Hotel Phone Revenue Keeps Plummeting
Hotel revenue from local and long-distance telephone calls in 2004 fell to the lowest level since the 1980s, with the downward trend showing no sign of abating, according to a study released last month by the Hospitality Research Group. Hotels in 2004 averaged approximately $2 of such revenue per occupied room, down from approximately $2.22 in 2003. The $2.00 is less than half of the $4.16 hotels earned per occupied room in 2000, the industry's peak year for this income.
Travel buyers who have fielded traveler complaints about excessive hotel phone access fees and other surcharges likely won't be surprised by the findings. Faced with what they viewed as exorbitant fees, travelers—with buyers' blessing—increasingly have used cell phones and calling cards from hotel rooms, bypassing hotel phone systems.

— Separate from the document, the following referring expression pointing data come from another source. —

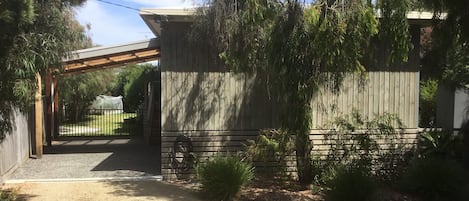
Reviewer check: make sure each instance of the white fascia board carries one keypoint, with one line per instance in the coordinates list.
(115, 49)
(154, 16)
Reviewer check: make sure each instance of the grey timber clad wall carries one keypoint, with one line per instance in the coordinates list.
(219, 110)
(15, 147)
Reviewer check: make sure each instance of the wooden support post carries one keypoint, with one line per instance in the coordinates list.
(48, 102)
(38, 116)
(55, 113)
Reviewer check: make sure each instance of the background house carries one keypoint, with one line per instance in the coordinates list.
(218, 110)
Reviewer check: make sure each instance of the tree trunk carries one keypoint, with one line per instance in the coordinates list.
(303, 158)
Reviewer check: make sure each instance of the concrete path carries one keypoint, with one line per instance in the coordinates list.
(104, 191)
(92, 159)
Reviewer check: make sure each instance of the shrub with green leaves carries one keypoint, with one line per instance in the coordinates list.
(354, 141)
(269, 151)
(7, 195)
(350, 184)
(223, 176)
(434, 179)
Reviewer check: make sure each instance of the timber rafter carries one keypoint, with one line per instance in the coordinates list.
(99, 58)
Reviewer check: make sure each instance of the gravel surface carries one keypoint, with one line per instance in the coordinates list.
(92, 158)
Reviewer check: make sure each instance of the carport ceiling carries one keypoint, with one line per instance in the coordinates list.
(98, 58)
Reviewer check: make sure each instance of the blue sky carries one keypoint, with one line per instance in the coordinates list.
(111, 25)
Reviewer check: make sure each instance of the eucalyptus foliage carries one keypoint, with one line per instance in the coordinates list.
(35, 35)
(300, 47)
(448, 58)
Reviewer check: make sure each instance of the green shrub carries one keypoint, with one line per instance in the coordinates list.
(434, 179)
(349, 184)
(269, 151)
(7, 195)
(223, 176)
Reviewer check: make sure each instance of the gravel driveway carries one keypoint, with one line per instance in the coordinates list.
(92, 159)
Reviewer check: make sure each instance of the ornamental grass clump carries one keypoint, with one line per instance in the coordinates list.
(223, 176)
(350, 184)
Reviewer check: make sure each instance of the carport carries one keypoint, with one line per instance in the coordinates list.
(93, 157)
(88, 60)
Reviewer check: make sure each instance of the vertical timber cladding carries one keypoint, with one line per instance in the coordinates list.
(219, 110)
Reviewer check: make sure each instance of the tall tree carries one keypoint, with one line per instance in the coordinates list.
(301, 48)
(35, 35)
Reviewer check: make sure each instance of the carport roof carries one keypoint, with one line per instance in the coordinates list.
(97, 58)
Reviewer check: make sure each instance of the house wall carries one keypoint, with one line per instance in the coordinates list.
(15, 147)
(219, 110)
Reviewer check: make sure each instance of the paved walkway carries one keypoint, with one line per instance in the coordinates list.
(92, 159)
(104, 191)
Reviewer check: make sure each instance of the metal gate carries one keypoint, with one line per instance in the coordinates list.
(102, 122)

Starting in the 1990s, hotels' telephone operations became a significant profit center. "During that peak performance year of 2000, for example, the telephone department's profit contributed 4 percent to the typical hotel's net operating income," said Robert Mandelbaum, director of research information services for HRG, which is part of PKF Consulting in Atlanta.

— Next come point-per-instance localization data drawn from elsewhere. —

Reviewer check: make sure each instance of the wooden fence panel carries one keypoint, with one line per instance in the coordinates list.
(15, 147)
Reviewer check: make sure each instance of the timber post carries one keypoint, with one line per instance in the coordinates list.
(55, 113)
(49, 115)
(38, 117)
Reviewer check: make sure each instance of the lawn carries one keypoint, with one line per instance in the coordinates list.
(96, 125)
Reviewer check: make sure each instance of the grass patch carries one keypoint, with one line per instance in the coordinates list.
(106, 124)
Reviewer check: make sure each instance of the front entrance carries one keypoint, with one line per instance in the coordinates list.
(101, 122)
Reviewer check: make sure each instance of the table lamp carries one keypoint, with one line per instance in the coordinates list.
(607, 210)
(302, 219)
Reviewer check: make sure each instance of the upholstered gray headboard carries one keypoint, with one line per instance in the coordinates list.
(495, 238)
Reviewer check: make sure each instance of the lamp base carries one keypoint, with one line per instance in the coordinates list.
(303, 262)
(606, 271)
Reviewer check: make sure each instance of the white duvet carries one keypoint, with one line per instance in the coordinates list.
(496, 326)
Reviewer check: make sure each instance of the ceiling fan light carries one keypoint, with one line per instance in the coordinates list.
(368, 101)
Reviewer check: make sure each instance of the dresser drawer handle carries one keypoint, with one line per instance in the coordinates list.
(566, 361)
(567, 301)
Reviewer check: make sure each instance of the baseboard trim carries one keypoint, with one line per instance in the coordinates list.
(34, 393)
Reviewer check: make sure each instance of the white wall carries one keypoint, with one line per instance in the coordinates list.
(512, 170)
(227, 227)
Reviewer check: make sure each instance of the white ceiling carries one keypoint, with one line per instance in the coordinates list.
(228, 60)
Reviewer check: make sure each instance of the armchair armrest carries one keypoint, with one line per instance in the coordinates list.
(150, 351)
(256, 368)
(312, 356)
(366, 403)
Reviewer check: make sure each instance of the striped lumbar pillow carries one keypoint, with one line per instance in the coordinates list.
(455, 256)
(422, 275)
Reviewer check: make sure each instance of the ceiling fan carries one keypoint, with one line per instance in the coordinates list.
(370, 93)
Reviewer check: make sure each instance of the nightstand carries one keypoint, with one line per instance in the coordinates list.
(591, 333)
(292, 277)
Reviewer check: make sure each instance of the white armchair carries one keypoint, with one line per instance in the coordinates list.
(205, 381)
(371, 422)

Given the 2001 to 2003 industry downturn, the drop in telephone profits has been even more troubling. "Not only have revenues declined to a greater degree than total hotel revenues, but so have telephone-related profits," Mandelbaum said.

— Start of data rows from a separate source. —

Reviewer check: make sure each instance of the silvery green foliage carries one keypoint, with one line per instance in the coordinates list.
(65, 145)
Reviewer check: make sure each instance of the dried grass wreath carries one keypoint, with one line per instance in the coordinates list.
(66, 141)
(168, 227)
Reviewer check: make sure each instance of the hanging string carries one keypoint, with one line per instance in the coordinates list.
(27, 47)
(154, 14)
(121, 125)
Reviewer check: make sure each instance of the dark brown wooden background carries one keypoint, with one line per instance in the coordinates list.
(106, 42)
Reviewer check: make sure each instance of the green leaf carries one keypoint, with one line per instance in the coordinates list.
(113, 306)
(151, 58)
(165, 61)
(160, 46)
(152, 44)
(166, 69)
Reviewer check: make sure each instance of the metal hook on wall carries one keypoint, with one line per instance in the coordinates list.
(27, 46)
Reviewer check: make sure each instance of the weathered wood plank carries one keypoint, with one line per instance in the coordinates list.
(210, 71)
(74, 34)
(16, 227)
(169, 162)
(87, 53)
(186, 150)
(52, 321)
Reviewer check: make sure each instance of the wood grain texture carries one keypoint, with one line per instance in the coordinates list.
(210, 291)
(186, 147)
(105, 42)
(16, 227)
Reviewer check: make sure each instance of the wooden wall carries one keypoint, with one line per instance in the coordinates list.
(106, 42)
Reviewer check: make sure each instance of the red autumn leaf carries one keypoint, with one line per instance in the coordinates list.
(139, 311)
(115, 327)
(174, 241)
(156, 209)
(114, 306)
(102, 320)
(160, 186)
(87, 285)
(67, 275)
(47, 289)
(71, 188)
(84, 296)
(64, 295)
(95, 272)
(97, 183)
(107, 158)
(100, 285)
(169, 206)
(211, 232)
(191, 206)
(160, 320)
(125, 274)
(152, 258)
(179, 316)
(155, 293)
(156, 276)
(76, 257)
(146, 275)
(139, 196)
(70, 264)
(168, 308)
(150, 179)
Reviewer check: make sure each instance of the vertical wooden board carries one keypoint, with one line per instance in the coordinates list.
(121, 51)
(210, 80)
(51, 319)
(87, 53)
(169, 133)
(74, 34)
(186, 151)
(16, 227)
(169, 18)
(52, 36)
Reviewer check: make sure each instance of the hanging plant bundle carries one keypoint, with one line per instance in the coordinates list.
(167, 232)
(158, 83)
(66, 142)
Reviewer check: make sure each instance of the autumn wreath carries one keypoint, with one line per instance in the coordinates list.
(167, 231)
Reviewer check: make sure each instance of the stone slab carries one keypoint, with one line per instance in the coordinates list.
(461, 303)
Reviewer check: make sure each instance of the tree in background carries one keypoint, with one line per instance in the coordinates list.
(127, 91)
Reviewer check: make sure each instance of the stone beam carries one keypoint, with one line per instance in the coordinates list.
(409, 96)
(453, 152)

From 2000 to 2003, the typical U.S. hotel suffered a decline in net operating income of $5,062 per available room, or 36.2 percent. During the same period, telecommunications department profit dropped about $421 per available room, or 72.7 percent.
"In effect, the decline in telephone-related profits accounted for 8.3 percent of the decline in total hotel profits," Mandelbaum said.
Hotel companies in 2004 reacted to the decline in different ways. Some hotel chains, especially those at the higher price points, continue to add surcharges to calls made from guest rooms. Such chains as Wyndham International Hotels & Resorts will make an exception for members of its frequent guest program to build guest loyalty.
On the other hand, a number of chains, especially those in the midprice category, have begun to offer complimentary local and long-distance phone calls for all guests, building the cost of the service into the basic room rate.
Such chains as Cendant Hotel Group's Wingate Inns International and Hilton Hotels Corp.'s Hampton pioneered this effort, which has become standard across the category.
Other hotel companies still follow a hybrid approach. At Marriott International, for example, midprice brands offer telephone service free to guests, while its full-service brands have adopted a bundled approach, in which guests pay a flat daily rate for free telephone calls, fax and high-speed Internet access.
"Chains offering complimentary usage, in effect, have conceded that the current low level of revenue and profit is a fact of life and are attempting instead to leverage the marketing value of free phone calls," according to HRG's Mandelbaum.
In light of corporate travel buyer concerns about excessive charges, the National Business Travel Association hotel committee has included a listing of such fees in its electronic request for proposal format.
Changes to the questions are not anticipated for the 2006 bid season, according a hotel committee spokesman.